That’s what happened Tuesday morning at one polling place in Venice.


FOR THE RECORD:
Venice polling problems: A photo caption in Wednesday’s Section A accompanying an article about election day problems at a Venice polling station identified a voter as Lisa Jack and her daughter as Miranda Binschadler. Their names are Lisa Jackson and Miranda Bindschadler. —


We may live in a high-tech society, but in L.A. County, at least the act of voting remains decidedly low-tech. You step up to a little plastic booth with a paper card and mark it with an inky stylus and then stick it in a plastic tub.

So when the election inspector for Precinct 9001554A in Venice was a no-show at 6 a.m. at the Venice Methodist United Church polling location, the poll workers found themselves without ballots, vote recorders, portable booths or the voter roster — only an hour before the polls opened.

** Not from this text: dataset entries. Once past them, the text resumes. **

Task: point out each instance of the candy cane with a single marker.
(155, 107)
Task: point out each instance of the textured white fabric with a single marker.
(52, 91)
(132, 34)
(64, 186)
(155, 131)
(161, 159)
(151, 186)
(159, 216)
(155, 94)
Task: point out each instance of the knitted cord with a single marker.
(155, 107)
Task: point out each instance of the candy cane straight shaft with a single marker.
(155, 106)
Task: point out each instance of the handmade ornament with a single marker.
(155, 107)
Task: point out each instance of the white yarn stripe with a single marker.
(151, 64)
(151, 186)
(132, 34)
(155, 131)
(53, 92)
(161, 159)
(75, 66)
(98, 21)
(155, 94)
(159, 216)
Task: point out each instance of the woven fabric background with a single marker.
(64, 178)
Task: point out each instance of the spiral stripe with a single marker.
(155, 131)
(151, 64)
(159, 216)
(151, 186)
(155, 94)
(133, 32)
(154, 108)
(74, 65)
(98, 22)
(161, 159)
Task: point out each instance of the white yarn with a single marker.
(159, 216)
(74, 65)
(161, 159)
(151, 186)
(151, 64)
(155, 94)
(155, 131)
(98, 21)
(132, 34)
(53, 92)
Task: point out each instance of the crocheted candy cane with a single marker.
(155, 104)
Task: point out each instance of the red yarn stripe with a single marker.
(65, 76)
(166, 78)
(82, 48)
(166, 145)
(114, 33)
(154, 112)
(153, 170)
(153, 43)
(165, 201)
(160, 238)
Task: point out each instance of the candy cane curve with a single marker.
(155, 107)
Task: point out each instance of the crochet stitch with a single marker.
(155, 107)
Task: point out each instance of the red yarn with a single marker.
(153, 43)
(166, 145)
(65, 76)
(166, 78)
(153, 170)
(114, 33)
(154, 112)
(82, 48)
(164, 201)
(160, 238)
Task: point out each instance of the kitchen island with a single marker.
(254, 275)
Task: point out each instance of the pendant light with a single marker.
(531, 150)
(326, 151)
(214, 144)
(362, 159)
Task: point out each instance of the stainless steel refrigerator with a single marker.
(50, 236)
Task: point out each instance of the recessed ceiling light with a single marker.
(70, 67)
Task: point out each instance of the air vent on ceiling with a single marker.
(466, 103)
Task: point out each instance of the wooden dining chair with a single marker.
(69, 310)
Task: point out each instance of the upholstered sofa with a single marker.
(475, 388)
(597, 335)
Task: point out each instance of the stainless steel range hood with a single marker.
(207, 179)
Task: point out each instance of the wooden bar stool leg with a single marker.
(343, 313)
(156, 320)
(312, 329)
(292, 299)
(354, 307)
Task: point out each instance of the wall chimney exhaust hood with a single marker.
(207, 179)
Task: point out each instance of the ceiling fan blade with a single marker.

Workers called precinct coordinator Ruby Patterson, who immediately called the county registrar/recorder. While county officials sent a troubleshooter to scout the home of the missing inspector, Patterson went to the polling place armed with emergency supplies — mainly provisional ballots — and scrambled to make do for a while.

But that couldn’t stop the confusion that descended upon the polling place during its first couple of hours of being open.

Voters arriving were asked if they had sample ballots. “The sample ballot was to actually know who you’re voting for,” Patterson said. “Otherwise it just looks like this.” She held up the ballot card filled with numbered bubbles. Without the official vote recorder — or the sample ballot, which includes the number for each bubble — voters wouldn’t know how to mark the ballots.

“We went through a list of things,” Patterson recalled. “‘If you don’t have your sample ballot, do you live close by? Can you get it?’”

Voters could come back later. Or they could walk across the room to another precinct’s voting area; that precinct had all its materials. But to cast ballots in those booths, voters had to vote by provisional ballot because they weren’t on the roster. In fact, even if a voter had a sample ballot, the substitute ballot that Patterson was providing was only a provisional one, meaning that it would not be counted Tuesday.

“A lot of people didn’t want to do that. They wanted their vote to count today,” said Patterson, who estimated that 15 to 20 people walked out without voting.

“People stormed away,” she said. “We had a lot of angry people. I can’t blame them.”

One of those upset was Peter Thottam, a Democratic candidate for state Assembly. “Mad as Hell? Vote,” proclaimed his campaign signs. On Tuesday, he was mad as hell because he couldn’t vote, at least not the way he wanted to.

“Here I am, a candidate; this is my neighborhood,” Thottam said. “This is one of the most progressive districts in the county. But people couldn’t vote because of the ineptitude of the county.... My wife couldn’t vote for me today.”

Well, she could — but only by provisional ballot. Thottam’s estimate of people who left without voting was 50 to 100, far higher than Patterson’s. (Patterson said no one was turned away from provisional balloting in some form.)

Thottam brought his own absentee ballot to the polls and convinced Patterson to compare it with the other precinct’s ballot. Since they were identical, workers could stop asking about sample ballots and just send voters directly to that precinct’s machines by about 9 a.m.

“I don’t blame the volunteers,” Thottam said. “I blame the county for not getting its act together.”

The county’s troubleshooter finally retrieved the precinct’s voter roster and ballots from the inspector’s house — the man had injured his leg in an accident Monday and had failed to notify the county, an official said — and got them to the polling place about 10:15 a.m.

Half an hour later, a sheriff’s deputy from Norwalk walked into the polling place with boxes of voter booths.

“Yes! You have some equipment for me!” exclaimed Patterson, throwing her arms up in the air.